A freeze on top salaries that was widespread in 2008-09 thawed in 2009-10, applying in only one-third of companies, compared with two-thirds the year before. Total remuneration increased by 4 per cent, which might sound modest to those used to rather higher annual rises, but this was comfortably above inflation and considerably more than most workers on far lower salaries received. What is more, low or zero increases in directors' basic salaries were, in many cases, more than made up for by bigger, sometimes much bigger, bonuses. So much for the idea that the "bonus culture" might be on the way out.

While accepting that there are cases where high, and even very high, pay is eminently justified, we have to admit that these findings are disappointing. Quite clearly, the pain of the recession has not been shared as it might have been; the brunt has been borne by middle- and low-paid employees, who have often been expected, along with stiff pay restraints, to accept worse job security, inferior pension arrangements or a cut in hours. That pain is now set to spread to the public sector and – as the Prime Minister warned in Manchester yesterday – to benefit recipients. The most highly rewarded, however, and those who can set their own pay, have remained largely exempt, and there is little sign among this elite of any serious will to change.

As far as remuneration for work is concerned, Britain is one of the most unequal of the advanced economies – far more unequal than most of our Continental neighbours. To a degree, this was tolerated so long as the country appeared to prosper. The trickle-down theory remained, just about, alive. But the recession reversed such hopes. The wealth gap remains stubbornly wide and widening, and those at the bottom are worst hit.

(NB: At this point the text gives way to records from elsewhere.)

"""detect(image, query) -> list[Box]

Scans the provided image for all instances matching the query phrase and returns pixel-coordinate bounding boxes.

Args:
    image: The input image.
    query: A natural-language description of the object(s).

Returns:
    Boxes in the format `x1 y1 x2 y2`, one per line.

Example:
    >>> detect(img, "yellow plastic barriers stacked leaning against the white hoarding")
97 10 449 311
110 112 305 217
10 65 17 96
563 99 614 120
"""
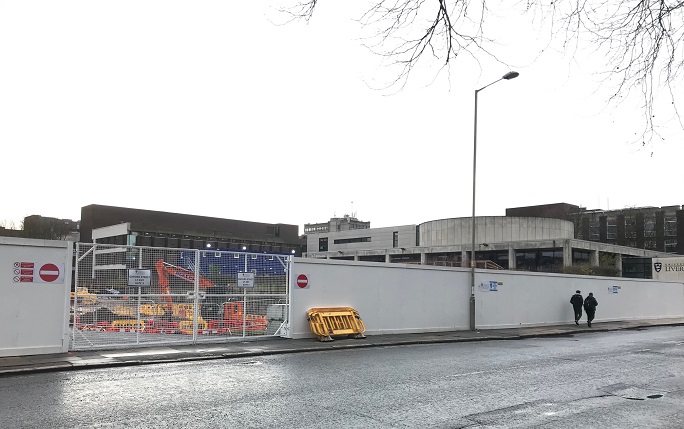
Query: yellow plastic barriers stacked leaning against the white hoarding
306 307 366 341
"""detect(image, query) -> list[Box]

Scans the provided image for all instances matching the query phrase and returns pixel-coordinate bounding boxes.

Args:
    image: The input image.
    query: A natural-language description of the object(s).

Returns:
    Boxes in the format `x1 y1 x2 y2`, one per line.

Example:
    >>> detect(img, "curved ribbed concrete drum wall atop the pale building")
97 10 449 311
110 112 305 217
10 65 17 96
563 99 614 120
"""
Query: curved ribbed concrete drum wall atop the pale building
419 216 574 246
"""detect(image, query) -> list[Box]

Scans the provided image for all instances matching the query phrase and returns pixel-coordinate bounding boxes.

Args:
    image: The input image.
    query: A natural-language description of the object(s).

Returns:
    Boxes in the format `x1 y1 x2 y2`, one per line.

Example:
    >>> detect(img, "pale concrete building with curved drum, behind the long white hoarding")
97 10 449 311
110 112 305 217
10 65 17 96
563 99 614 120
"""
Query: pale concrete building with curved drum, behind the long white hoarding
304 216 667 277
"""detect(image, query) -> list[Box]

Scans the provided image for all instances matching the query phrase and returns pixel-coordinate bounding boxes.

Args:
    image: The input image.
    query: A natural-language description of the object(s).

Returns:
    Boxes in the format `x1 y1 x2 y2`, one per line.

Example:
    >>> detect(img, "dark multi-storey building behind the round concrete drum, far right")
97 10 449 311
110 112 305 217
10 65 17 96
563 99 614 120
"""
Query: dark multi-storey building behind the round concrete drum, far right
506 203 684 255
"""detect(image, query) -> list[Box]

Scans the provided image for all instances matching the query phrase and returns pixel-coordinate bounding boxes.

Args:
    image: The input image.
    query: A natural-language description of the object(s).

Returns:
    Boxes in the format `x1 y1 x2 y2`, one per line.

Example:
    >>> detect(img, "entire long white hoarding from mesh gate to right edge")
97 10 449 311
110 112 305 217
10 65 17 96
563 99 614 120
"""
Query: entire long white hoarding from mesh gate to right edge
290 258 684 338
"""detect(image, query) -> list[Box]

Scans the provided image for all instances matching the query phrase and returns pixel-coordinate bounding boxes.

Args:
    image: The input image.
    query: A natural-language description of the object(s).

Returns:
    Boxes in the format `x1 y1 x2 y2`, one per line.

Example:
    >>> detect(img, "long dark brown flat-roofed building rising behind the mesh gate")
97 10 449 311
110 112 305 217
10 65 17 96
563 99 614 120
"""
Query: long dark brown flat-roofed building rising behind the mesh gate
81 204 305 255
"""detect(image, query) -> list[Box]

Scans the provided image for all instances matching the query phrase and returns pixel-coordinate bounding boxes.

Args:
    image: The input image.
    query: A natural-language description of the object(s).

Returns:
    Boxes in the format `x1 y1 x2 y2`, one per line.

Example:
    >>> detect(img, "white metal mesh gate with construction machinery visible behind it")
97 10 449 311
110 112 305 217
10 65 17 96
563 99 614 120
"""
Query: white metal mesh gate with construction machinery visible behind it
70 243 291 350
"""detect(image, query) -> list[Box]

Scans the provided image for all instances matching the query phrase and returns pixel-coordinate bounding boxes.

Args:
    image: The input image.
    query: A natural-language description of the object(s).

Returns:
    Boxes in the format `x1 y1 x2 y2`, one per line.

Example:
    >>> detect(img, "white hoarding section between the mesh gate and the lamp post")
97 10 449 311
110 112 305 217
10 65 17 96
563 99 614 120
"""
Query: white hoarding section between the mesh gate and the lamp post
290 258 470 338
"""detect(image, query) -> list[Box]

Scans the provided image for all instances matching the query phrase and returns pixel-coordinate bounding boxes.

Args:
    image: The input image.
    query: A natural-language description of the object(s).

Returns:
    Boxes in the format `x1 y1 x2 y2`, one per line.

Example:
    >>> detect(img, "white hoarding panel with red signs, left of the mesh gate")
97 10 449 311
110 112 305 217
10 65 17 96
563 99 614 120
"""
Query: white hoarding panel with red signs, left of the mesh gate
0 237 73 356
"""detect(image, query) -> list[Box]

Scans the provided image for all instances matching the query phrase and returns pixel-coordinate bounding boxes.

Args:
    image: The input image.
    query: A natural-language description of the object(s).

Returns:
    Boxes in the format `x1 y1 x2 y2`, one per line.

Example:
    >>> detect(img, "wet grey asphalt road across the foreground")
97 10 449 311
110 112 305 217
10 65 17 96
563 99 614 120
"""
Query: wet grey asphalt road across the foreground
0 327 684 428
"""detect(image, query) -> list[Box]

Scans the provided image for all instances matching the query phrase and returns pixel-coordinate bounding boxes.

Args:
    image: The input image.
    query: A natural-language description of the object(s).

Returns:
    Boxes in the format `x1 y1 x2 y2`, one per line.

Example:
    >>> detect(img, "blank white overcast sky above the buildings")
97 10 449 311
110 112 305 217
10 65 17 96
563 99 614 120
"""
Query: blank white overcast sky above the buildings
0 0 684 232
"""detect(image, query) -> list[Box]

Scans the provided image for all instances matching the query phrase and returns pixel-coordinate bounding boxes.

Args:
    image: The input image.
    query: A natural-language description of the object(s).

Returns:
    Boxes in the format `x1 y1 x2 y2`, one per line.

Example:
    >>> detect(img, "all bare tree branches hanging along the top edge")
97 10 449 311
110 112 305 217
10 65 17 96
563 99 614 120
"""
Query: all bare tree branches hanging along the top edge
289 0 684 145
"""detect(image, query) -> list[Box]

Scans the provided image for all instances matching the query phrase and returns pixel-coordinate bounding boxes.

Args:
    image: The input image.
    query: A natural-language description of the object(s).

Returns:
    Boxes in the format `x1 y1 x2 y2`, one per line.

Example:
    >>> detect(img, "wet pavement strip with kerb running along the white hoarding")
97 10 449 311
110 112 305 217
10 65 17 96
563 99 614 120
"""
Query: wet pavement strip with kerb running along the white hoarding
0 318 684 377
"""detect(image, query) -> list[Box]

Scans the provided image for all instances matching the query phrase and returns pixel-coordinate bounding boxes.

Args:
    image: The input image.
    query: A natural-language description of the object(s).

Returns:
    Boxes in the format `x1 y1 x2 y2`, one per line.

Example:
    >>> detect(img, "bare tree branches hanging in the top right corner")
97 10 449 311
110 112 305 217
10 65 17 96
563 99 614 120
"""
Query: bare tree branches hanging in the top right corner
527 0 684 146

This government, and latterly the previous one, both introduced measures designed to address a general feeling that the very top earners were not doing enough to pay their way. There is the new, 50 per cent, top rate of income tax; restrictions on tax privileges for payments into pension funds; a rise in capital gains tax for higher-rate taxpayers, and the decision not to raise the inheritance tax threshold. But there remain many ways in which the very highest earners can shelter their income. As the report on FTSE 100 directors' remuneration shows, companies are already considering ways to minimise the effect of new restrictions on payments into pension funds.

Other curbs on high pay are limited to particular sectors. New regulations on deferring bonuses apply only to banking; and a proposal to limit senior managers' pay to 20 times that of the lowest paid would apply only to the public sector. Some strictures on bonuses have been adopted by FTSE 100 companies, and transparency relating to directors' pay has certainly improved. But shareholders have shown less inclination to challenge boardroom pay than might have been expected, and where they have tried, they have rarely succeeded.

It was to be hoped that the most highly paid business people in the land might have shown more awareness of the national mood and adjusted their demands accordingly. If that does not change, public pressure for more statutory measures will only grow.